British musician (born 1948)

Alan Powell (born James Alan Powell 1948, Middleton, Lancashire) is a British musician.

In 1964 Alan joined the Manchester R&B band Ivans Meads who released their first single "The Sins of a Family" for EMI in October 1965, followed by "We'll Talk About It Tomorrow" in September 1966. The band split in 1967.

His first notable appearances were with Chicken Shack, appearing on the 1974 live album Goodbye, and Vinegar Joe ("Proud To Be a Honky Woman"). He continued his friendship with Robert Palmer from Vinegar Joe co-writing "Gotta Get a Grip on You, Part 2" (from Some People Can Do What They Like (1976)), "The Silver Gun" (from Pride (1983)) "Jealous" released as a single from the album Secrets and "Life in Detail" also released as a single, (from the soundtrack to Pretty Woman (1990)).

During 1974, he joined Hawkwind as a second drummer, recording two albums, Warrior on the Edge of Time (1975) and Astounding Sounds, Amazing Music (1976), and contributed to Hawkwind collaborator Michael Moorcock's 1975 album New Worlds Fair. On leaving Hawkwind, he sessioned on Nik Turner's 1978 album Xitintoday.

In 1977, he formed the short-lived touring band Kicks with Paul Rudolph (Hawkwind), Steve York (Vinegar Joe) and Cal Batchelor (Quiver), then teamed up with Mick Farren for the "Screwed Up" EP (1977) and Vampires Stole My Lunch Money (1978). In 1978, he formed Tanz Der Youth with The Damned leader Brian James, released the single "I'm Sorry, I'm Sorry"/"Delay", recorded a Peel Session, toured with Black Sabbath and appeared at Turner's 'Bohemian Love-In' event.

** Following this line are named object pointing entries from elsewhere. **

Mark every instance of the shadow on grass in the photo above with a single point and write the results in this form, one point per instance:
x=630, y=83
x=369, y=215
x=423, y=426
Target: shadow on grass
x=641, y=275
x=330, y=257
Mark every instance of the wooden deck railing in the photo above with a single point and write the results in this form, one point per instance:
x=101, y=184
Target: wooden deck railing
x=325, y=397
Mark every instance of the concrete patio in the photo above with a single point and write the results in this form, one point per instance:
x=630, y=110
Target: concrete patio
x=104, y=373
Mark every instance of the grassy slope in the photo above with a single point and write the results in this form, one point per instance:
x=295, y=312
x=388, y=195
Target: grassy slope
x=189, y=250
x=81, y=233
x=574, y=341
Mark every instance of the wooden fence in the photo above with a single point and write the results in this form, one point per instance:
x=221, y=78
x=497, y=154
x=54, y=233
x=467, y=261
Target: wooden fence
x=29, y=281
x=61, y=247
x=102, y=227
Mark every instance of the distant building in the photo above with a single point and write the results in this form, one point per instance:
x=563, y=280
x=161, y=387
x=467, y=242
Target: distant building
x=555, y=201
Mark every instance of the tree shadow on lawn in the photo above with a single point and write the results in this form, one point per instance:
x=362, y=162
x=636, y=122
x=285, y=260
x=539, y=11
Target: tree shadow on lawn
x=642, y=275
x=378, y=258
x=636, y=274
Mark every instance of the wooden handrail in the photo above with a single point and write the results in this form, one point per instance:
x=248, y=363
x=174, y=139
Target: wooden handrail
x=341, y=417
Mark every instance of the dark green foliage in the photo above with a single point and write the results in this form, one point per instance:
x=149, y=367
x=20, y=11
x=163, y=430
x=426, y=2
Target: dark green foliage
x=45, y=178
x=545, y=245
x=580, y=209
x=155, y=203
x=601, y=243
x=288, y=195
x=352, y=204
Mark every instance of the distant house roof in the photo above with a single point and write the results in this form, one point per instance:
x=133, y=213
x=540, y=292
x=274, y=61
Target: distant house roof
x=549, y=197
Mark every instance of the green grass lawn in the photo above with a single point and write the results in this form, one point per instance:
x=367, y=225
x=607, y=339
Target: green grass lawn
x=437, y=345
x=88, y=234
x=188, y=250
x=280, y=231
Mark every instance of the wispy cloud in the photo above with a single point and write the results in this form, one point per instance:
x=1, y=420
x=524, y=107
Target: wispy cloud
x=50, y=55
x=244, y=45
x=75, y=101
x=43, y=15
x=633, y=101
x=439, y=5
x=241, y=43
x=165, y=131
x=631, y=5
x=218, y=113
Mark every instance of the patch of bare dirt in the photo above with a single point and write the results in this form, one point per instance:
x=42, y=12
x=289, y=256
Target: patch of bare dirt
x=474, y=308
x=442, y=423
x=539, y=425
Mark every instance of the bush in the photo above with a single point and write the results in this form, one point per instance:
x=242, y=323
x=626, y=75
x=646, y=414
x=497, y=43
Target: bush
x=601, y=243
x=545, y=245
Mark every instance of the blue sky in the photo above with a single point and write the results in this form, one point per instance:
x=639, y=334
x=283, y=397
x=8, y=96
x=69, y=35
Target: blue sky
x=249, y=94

At the end of the 1970s he emigrated to San Francisco, and fronted his own new wave band, Jo Allen and the Shapes, releasing the 1980 single "Cryin' Over You"/"Lowlife" and "Shimmy, Shimmy" on the 415 Music compilation album.

During the 1990s he re-united with some of his former Hawkwind colleagues for several North American tours, which resulted in the 1995 live album and video Space Ritual Revisited and a 1996 studio album Past or Future.